Here is code to load (and if necessary, install) required packages, and to set some global options (for plotting and efficient fitting of Bayesian models).

Toggle code
# install packages from CRAN (unless installed)
pckgs_needed <- c(
  "tidyverse",
  "brms",
  "rstan",
  "rstanarm",
  "remotes",
  "tidybayes",
  "bridgesampling",
  "shinystan",
  "mgcv"
)
pckgs_installed <- installed.packages()[,"Package"]
pckgs_2_install <- pckgs_needed[!(pckgs_needed %in% pckgs_installed)]
if(length(pckgs_2_install)) {
  install.packages(pckgs_2_install)
} 

# install additional packages from GitHub (unless installed)
if (! "aida" %in% pckgs_installed) {
  remotes::install_github("michael-franke/aida-package")
}
if (! "faintr" %in% pckgs_installed) {
  remotes::install_github("michael-franke/faintr")
}
if (! "cspplot" %in% pckgs_installed) {
  remotes::install_github("CogSciPrag/cspplot")
}

# load the required packages
x <- lapply(pckgs_needed, library, character.only = TRUE)
library(aida)
library(faintr)
library(cspplot)

# these options help Stan run faster
options(mc.cores = parallel::detectCores())

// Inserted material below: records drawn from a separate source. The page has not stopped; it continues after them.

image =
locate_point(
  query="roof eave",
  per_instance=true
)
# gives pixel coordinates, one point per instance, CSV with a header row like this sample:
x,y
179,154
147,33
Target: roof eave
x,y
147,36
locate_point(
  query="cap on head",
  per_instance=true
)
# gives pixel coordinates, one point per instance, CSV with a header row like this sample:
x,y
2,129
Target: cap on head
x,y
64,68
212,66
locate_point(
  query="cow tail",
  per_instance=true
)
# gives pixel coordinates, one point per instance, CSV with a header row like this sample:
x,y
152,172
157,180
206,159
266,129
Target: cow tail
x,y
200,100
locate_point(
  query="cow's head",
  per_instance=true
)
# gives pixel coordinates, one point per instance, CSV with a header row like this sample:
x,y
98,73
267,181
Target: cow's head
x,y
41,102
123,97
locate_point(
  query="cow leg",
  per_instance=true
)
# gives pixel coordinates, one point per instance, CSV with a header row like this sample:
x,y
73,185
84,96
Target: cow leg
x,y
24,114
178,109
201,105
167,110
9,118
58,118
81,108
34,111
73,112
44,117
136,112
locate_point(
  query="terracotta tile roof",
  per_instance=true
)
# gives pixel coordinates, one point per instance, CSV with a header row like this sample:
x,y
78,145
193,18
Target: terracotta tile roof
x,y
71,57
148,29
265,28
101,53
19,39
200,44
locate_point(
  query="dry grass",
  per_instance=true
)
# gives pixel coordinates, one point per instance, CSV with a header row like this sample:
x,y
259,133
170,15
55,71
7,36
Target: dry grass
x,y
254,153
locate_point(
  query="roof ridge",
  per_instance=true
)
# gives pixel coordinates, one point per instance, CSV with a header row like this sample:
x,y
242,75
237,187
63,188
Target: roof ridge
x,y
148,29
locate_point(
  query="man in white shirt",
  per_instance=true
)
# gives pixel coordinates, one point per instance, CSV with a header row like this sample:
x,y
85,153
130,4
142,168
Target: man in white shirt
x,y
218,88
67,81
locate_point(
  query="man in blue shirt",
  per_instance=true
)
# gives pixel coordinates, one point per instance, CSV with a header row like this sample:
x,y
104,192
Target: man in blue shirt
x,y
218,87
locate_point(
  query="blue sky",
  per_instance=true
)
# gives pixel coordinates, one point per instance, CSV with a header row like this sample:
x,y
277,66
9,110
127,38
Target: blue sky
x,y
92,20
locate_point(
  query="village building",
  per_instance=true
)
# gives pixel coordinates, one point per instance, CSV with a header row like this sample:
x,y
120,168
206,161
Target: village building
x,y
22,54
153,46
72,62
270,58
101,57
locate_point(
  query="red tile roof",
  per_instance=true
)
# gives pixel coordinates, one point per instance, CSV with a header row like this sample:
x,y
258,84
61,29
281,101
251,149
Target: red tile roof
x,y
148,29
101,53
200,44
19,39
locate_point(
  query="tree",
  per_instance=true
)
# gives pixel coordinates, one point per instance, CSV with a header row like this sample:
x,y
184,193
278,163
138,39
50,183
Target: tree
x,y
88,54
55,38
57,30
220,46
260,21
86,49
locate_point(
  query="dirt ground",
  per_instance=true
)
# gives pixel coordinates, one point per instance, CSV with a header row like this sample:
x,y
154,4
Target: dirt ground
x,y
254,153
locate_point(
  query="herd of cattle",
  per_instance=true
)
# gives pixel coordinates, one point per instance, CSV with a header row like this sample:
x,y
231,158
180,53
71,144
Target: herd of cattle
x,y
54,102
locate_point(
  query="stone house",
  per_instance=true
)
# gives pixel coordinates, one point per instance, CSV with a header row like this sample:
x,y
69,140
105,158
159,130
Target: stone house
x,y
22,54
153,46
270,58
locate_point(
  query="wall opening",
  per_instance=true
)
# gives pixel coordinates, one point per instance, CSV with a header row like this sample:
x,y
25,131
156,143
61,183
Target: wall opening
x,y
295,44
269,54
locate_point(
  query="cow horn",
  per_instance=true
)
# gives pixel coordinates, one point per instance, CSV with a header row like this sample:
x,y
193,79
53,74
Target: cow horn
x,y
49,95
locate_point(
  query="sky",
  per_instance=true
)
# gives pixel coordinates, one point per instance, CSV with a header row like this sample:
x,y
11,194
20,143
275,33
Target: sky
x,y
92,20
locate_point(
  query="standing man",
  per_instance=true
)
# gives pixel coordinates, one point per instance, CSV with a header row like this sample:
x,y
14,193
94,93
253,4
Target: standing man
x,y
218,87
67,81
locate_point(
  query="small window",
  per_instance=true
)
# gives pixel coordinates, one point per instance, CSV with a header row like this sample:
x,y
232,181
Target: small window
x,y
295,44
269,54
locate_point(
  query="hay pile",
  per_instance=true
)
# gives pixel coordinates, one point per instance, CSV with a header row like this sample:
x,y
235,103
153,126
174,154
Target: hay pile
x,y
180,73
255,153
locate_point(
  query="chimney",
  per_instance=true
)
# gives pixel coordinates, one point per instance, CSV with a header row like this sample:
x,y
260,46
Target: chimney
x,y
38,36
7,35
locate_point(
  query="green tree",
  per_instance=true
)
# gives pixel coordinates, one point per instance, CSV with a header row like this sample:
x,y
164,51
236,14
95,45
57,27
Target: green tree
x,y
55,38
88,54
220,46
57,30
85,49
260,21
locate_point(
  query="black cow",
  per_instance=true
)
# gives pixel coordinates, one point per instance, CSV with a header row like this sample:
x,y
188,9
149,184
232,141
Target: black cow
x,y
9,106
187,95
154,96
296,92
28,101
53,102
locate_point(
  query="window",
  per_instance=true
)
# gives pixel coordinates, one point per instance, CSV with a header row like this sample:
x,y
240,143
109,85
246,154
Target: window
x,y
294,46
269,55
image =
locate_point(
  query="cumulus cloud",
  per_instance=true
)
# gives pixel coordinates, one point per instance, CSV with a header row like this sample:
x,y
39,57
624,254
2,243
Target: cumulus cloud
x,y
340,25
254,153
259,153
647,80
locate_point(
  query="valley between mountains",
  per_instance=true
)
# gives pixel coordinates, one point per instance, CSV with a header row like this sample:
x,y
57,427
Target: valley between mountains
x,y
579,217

# use the CSP-theme for plotting
theme_set(theme_csp())

# global color scheme from CSP
project_colors = cspplot::list_colors() |> pull(hex)
# names(project_colors) <- cspplot::list_colors() |> pull(name)

# setting theme colors globally
scale_colour_discrete <- function(...) {
  scale_colour_manual(..., values = project_colors)
}
scale_fill_discrete <- function(...) {
   scale_fill_manual(..., values = project_colors)
}

Inspect & set priors

We work with the mouse-tracking data from the aida package. As a running example, we look at the linear relation between (aggregates of) area-under-the-curve AUC and MAD. Here is the relevant data plot:

Toggle code
# catchy name for the data
dolphin <- aida::data_MT

# create aggregate data
dolphin_agg <- dolphin |> 
  filter(correct == 1) |> 
  group_by(subject_id) |> 
  dplyr::summarize(
    AUC = median(AUC, na.rm = TRUE),
    MAD = median(MAD, na.rm = TRUE))

dolphin_agg |> 
ggplot(aes(x = MAD, y = AUC)) + 
  geom_point(size = 3, alpha = 0.3) 

Let’s fit a simple Bayesian regression model:

Toggle code
# run the model
model1 = brm(
  AUC ~ MAD, 
  data = dolphin_agg)

We can inspect the priors used in in a model fit like so:

Toggle code
brms::prior_summary(model1)
                          prior     class coef group resp dpar nlpar lb ub
 student_t(3, 14864.2, 32772.3) Intercept                                 
                         (flat)         b                                 
                         (flat)         b  MAD                            
       student_t(3, 0, 32772.3)     sigma                             0   
       source
      default
      default
 (vectorized)
      default

The table gives information about the kind of prior used for different parameters. Parameters are classified into different classes (column “class”). The “b” class contains the slope coeffiecients. Here, we only have one slope (for MAD), which is identified in the “coef” column. For more complex models, the other colums may be important (e.g., identifying groups in multi-level models, for parameters in distributional and non-linear models, as well as lower and upper bounded paramters).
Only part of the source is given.